A big source of contention between the community and the university developed several years ago as Chesapeake Energy began preparations to develop the minerals under the university.
The proposed well site, a parking lot north of the stadium, received three drilling permits from the Texas Railroad Commission in November of 2007.
But in order to proceed with the drilling, Chesapeake needed a special high-impact permit from the city because the wells would be within 600 feet of forty houses.
Chesapeake was never able to get all the required waivers and there was significant opposition from prominent members of the community.
Further complicating the issue, the pipeline plans also required approval by the city council because the lines would cross under city streets.
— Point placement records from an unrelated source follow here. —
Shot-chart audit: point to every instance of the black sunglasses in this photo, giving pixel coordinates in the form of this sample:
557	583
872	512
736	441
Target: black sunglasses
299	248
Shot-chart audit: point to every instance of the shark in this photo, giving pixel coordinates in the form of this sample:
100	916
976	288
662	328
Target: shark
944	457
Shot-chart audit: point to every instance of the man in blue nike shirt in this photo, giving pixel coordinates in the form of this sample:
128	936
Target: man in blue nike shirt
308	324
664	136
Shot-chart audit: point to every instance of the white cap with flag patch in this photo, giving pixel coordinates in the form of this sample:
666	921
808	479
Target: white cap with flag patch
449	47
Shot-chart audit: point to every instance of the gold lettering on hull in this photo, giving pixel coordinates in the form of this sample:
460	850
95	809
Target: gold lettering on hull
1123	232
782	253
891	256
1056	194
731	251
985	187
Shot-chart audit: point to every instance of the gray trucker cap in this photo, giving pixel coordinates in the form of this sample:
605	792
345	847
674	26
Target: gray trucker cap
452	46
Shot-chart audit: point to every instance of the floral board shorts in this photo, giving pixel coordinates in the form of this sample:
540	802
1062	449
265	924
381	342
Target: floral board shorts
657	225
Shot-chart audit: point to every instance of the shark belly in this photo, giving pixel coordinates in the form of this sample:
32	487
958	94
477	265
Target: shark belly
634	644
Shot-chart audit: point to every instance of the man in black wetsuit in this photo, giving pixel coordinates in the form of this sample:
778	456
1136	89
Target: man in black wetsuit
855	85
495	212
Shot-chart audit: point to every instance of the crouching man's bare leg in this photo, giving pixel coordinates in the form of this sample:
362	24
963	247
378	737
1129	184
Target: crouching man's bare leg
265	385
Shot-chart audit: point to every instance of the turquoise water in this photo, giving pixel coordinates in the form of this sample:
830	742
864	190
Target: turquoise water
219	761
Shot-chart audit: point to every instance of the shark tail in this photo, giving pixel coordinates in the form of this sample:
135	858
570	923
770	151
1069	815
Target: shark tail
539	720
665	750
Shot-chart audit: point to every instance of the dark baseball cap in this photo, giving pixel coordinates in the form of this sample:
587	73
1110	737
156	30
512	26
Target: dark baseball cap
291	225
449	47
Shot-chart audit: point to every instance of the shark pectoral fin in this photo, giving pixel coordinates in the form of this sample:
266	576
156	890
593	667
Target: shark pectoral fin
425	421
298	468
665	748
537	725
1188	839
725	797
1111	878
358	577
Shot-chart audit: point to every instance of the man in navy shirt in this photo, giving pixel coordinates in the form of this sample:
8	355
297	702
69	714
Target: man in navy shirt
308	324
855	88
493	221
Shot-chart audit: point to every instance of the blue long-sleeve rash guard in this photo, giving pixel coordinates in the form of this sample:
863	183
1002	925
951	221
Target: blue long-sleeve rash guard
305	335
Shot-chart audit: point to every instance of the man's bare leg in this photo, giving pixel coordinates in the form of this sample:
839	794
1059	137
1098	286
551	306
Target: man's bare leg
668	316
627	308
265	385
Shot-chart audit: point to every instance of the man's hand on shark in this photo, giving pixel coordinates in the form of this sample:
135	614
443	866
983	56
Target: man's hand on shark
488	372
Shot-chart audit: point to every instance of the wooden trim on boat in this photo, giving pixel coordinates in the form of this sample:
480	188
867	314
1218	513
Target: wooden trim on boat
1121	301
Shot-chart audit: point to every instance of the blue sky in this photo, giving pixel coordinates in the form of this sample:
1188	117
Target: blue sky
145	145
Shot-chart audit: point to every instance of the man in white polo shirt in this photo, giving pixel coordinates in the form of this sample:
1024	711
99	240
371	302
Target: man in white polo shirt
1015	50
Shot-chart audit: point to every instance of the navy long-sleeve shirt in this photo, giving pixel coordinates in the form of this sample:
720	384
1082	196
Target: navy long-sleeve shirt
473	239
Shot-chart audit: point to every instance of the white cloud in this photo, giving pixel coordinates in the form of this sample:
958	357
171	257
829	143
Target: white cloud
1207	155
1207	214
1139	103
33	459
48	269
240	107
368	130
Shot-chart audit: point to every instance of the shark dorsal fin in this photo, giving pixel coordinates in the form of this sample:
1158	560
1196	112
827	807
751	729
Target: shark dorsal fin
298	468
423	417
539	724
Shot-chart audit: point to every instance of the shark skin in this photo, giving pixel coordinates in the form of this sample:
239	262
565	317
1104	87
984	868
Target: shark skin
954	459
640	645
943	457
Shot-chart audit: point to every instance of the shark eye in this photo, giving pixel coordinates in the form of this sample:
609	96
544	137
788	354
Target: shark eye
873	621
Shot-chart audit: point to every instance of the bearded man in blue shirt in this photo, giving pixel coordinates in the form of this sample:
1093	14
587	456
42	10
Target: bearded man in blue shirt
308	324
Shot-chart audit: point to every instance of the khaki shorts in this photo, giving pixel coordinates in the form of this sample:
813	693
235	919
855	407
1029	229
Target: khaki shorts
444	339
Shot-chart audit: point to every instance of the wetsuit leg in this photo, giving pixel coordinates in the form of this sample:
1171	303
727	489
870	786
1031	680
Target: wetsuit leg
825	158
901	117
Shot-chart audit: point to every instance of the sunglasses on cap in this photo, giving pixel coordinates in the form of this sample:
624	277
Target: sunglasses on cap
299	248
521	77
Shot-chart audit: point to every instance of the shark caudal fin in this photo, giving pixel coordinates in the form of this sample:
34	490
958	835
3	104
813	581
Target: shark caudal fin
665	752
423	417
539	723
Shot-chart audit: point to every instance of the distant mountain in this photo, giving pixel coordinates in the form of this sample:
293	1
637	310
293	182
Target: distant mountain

The council declined to approve the permit for the pipeline unless the well site was first approved, which brought the process to a standstill.
In July 2008, Texas Midstream Gas Services LLC (now Chesapeake Midstream LP) bought and bulldozed two homes near campus to make way for the pipeline that had still not been approved.
A number of neighborhood associations came together in an alliance that was led by Greg Hughes, a TCU alumnus who lives in the shadow of the university.
Hughes said he thought Midstream and Chesapeake were trying to pave the way to an eminent domain claim, but the companies may have underestimated what a public relations issue it would become.
“To come into a neighborhood with bulldozers and level a family home like that 8212; it’s a pretty destructive attitude,” he said.
Mills said the university held town hall meetings and were very open to community input.
“The university didn’t tear down any houses,” he said. “We worked with Chesapeake, the city and the community and we took the neighborhood’s concerns seriously.”
In early 2009, more than a year after the initial permits were granted by the Texas Railroad Commission, Chesapeake was still unable to gain permission from the city to drill the well or lay the pipeline from the site.
The company proposed a plan in which it would withdraw the permit application for the TCU well site only if the city would approve a master plan for the entire area.
The plan included a total of 90 wells to be drilled on seven well sites, four of them new. Three of the sites required high-impact permits because they were less than 600 feet from a number of homes and businesses, and not all of the property owners had signed the required waiver. Some of those who did told the city council they had been misled.
In the end the city approved the Chesapeake plan and community and university officials publicly praised the outcome.
“I think the well was a good example of what happens when people are involved in the process,” Mills said. “Drilling was going to bring a significant financial benefit to the university, but there were a lot of concerns in the neighborhood and it became clear that there was not a way to work it out that was going to make everyone happy.”
But some of the residents who were involved in the fight lost faith in the university and Mills said it was brought up by a neighborhood resident again during a recent town hall meeting about the stadium renovations.
“A gentleman made the comment that we weren’t going to listen to them because we hadn’t listened to them about the drilling plans,” Mills said. “But someone else asked him, “did they drill the well?’ and he said “well, no.’ So we did listen.”
Mills said there is a natural concern in communities that the largest institution in an area is intent on imposing its will on others, but the university does try to engage the community and give residents a voice. But that’s not to say university officials will always agree.